It really makes me feel like I’m talking about Geralt of Rivia.

When folks do this, stop smiling politely and holding your tongue. Don’t be patient, no matter who it is. Politely interrupt and set them straight right then and there— the way you would if someone talked smack about you, your family member, or the one you love. Because the Norse Gods are that. Family. It’s the least we can do, loving them back.

So, here are the three most egregious misconceptions about Oðinn I run across that I’d like to set straight, as his student, lover, friend and völva. These are lobbed from fellow pagans, academia, and within both Heathenry and Asatru:


Oðinn is a harsh God


No, he isn’t. He’s strict—and if he’s willing to show up in your life, his expectations for you are high. Big difference.
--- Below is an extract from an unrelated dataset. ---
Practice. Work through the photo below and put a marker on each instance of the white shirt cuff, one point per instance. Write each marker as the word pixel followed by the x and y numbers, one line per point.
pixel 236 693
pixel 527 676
From a decade of experience as his pupil, I can say that Oðinn’s demeanor and M.O. is very like a martial arts instructor (in fact, one of my nicknames for him used to be ‘sensei’). When he shows up to teach you, it means he sees something extraordinarily worthy in you. And he will push, relentlessly, until he brings that out in you. Not mercilessly. Unstoppably. Until you either learn the lesson and stand up to him (good job!), gain some humility (hey, it happens), or  rocket to the stratosphere doing things you never even thought were possible.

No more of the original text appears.